I get it, it helps to have wealthy foreign donors and you don't have to give them aid.
I was more asking why is this acceptable? If its an American university, benefiting from American tax dollars, shouldn't it primarily benefit American students?
So many things we just accept at face value and don't question. I never really thought about it before, but it's weird now that I think about it. This is necessarily a scarce resource (by design). It doesn't have to be, they could vastly grow their class size without lowering standards. But they choose not to, to maintain elite status and make their donor class happy.
If they wanted to keep their class size the same, they could probably fund it entirely through their $53bn endowment, yet they still charge 50k+ a year.
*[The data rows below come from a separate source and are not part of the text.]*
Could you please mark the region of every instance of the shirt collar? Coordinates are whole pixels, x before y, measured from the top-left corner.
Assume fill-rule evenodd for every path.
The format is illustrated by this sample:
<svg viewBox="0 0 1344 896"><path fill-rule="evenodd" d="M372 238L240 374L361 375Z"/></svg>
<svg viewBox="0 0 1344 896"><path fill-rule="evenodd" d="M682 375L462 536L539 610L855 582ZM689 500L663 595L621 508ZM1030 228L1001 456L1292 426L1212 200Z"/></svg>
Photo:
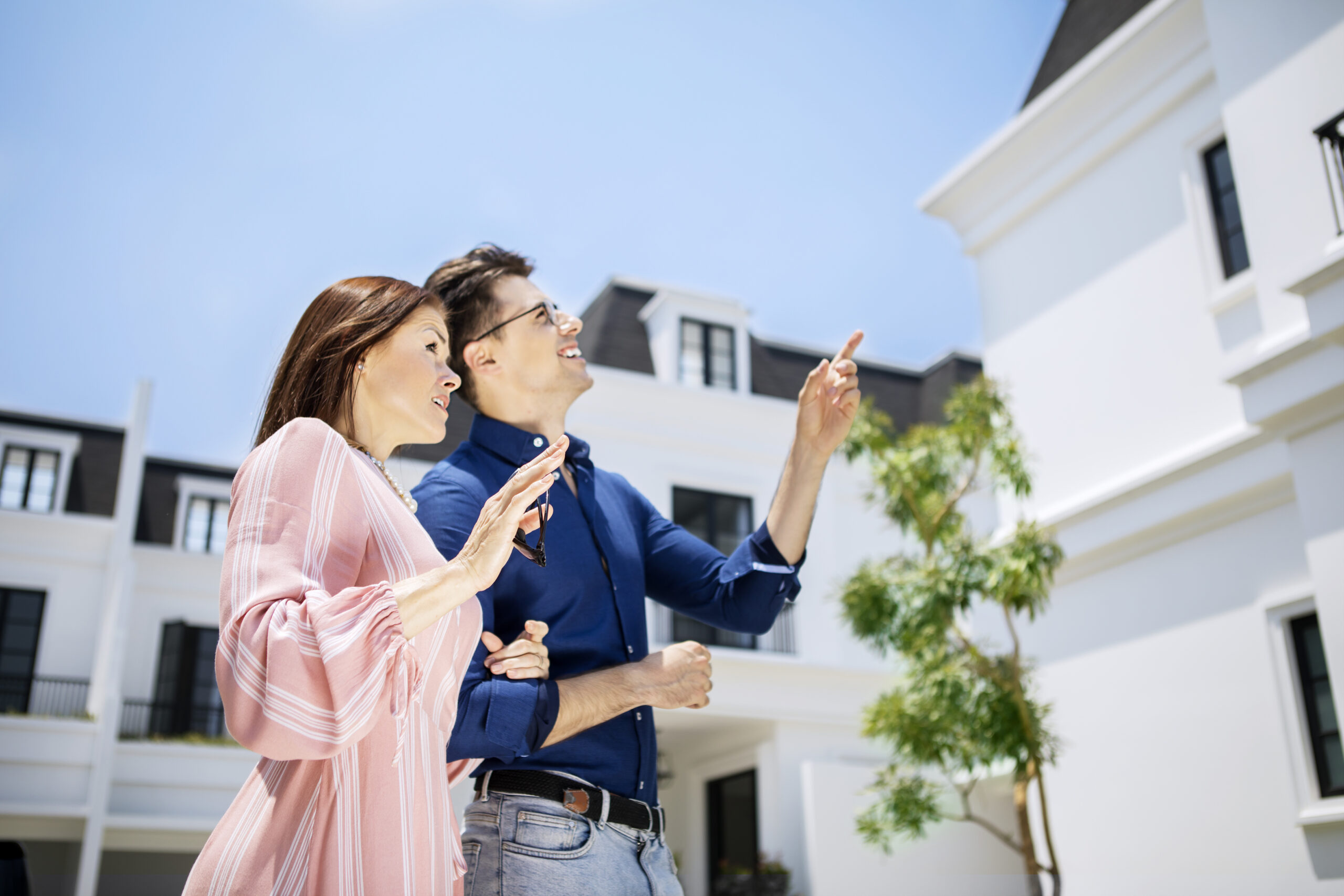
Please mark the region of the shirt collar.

And then they have the audacity to reject thousands of qualified American kids and give their seats to rich foreign kids? Come on
The taxpayer funding is for Harvard's research activities, not for its undergraduate teaching. The undergraduate teaching is funded by tuition (often paid in full by international students) and by returns on the endowment (including some earmarked for financial aid).
> they could vastly grow their class size without lowering standards
The issue isn't the quality of the students they are accepting, but the resources to educate and house them, including classroom space, dorms, and staff.
But you said it your self, 3/4 of the students are American students primarily benefitting. How high does that ratio need to be? Possibly non-American students might bring some value to the school and students also? Lots to consider, maybe people are not taking things at face value but rather seeing the whole picture.
Also, the mentioned fast tracking to a US citizen will bring/create highly educated, skilled people to the country and will be a future tax payers, innovators, employers that the country gained with the tiniest amount of temporal investment and with some pretty standard monetary investment that other schools get.
> And then they have the audacity to reject thousands of qualified American kids and give their seats to rich foreign kids?
Most of the international students at Harvard are graduate students. You can't assume they are rich because a significant fraction of those are pursuing science PhDs. At Harvard science PhD programs are fully funded regardless of the nationality of the student.